KATY: They are the tissue state that you would expect through that type of mechanical loading. So they're not mysteries. They're like, "Yeah, well you put pressure on there all the time. That's exactly what I would expect your body to do." So let's take the pressure off.
KATY: So shifting your weight towards your heels and off of the front of the foot is a simple alignment makeover, if you will, that you can do multiple times a day and you don't have to do it perfectly. You just have to do something. But you'll notice, if you're wearing heeled shoes, that you can't really shift back. The way that your body is able to balance that heel is by moving forward. And so take off your... get unshod is maybe the first thing that you can do. Just get something comfortable and safe and then try to back up. So that's how you can move all trillion of your body parts. Just with that.
STEPHANIE: So efficient.
KATY: Oooh. Well if you're in Washington, you're in luck. I will be at, I'm speaking at the Ancestral Health Symposium in Seattle. And I'm doing two talks on the Olympic Peninsula at local libraries; one on Friday Harbor, which is one of the San Juan islands. It's like a vacation destination. I'm excited to go there. Take a three-hour boat ride to get there.
STEPHANIE: Ah delightful!
KATY: And the other one is in the town that I live in now, Sequim, Washington, at their library which is, it's going to be super exciting. We're talking Dynamic Aging and I live in a retirement community.
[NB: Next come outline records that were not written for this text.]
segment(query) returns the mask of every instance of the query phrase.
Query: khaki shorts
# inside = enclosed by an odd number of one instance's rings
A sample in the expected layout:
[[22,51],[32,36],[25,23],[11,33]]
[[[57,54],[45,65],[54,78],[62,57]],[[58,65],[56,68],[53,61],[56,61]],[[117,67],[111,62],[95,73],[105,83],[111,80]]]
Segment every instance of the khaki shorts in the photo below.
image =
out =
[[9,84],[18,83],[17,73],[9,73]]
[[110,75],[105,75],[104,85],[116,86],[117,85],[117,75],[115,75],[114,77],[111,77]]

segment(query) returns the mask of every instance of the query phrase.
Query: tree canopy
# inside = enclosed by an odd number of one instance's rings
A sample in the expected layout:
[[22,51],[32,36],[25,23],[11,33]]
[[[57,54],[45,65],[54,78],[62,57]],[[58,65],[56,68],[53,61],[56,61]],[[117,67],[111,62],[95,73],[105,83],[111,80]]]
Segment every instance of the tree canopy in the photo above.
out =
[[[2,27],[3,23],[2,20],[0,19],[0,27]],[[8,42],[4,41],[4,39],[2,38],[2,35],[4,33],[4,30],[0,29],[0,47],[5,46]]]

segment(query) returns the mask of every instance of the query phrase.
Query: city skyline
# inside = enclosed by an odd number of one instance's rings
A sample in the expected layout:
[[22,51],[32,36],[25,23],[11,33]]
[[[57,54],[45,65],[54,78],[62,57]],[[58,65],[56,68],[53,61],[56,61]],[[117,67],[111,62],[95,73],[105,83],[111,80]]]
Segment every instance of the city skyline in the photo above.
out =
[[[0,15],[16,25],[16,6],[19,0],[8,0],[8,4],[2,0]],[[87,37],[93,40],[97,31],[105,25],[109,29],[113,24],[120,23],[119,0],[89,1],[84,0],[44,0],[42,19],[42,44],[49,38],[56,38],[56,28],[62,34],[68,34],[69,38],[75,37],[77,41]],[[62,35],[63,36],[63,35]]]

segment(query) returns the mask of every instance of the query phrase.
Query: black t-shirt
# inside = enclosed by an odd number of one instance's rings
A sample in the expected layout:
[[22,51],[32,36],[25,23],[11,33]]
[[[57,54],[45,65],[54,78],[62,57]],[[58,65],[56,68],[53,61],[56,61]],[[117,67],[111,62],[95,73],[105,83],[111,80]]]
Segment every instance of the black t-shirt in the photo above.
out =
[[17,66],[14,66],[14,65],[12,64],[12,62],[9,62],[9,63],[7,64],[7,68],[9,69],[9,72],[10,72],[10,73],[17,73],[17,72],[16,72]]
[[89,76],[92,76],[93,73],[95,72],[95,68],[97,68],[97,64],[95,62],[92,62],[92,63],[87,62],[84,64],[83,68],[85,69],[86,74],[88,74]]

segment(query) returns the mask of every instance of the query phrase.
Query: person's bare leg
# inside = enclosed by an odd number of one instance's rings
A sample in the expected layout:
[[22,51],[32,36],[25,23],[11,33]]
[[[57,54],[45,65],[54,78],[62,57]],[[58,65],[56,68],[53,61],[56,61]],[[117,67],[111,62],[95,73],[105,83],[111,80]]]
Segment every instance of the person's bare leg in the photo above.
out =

KATY: And so the last time I did this talk was for Simple Steps to Foot Pain Relief when it first came out in I think it was 2011. And there were 100 people crammed in our little library room. And they were all, and they're all spreading their toes and lifting their toes and they did that hip back up exercise. So it's been kind of, it's been kind of fun to live in a small community of people who, many of them moved here to have activity. To have the nature and the movement. So that's been kind of fun. So those are three places that I will be in September. And then here. You can always keep finding us on the podcast, if you can't get to September live viewings.
STEPHANIE: Katy Bowman in her natural environment.
STEPHANIE: You're really not one for just sitting there, Katy.
KATY: I know.
KATY: Oh. I'm so excited. Yes. Well, this will be fun to go into Don't Just Sit There because everything we just said about the shoe you can say about your desk now. You're wearing your desk. Where do we go from here?
STEPHANIE: Oh my gosh. People, you're wearing your desk. Pick up the book. Dive in and we will discuss when next we meet. For now, though, that is Between the Lines on the Katy Says Podcast. I'm Stephanie Domet. As I said, you can find Katy at NutritiousMovement.com. Browse through the books, videos, alignment snacks, sign up for the super fun, informative, photo packed newsletter. I'm Stephanie Domet. Thanks for listening.
VOICE OVER: Hopefully you find the general information in this podcast informative and helpful. But it is not intended to replace medical advice and should not be used as such.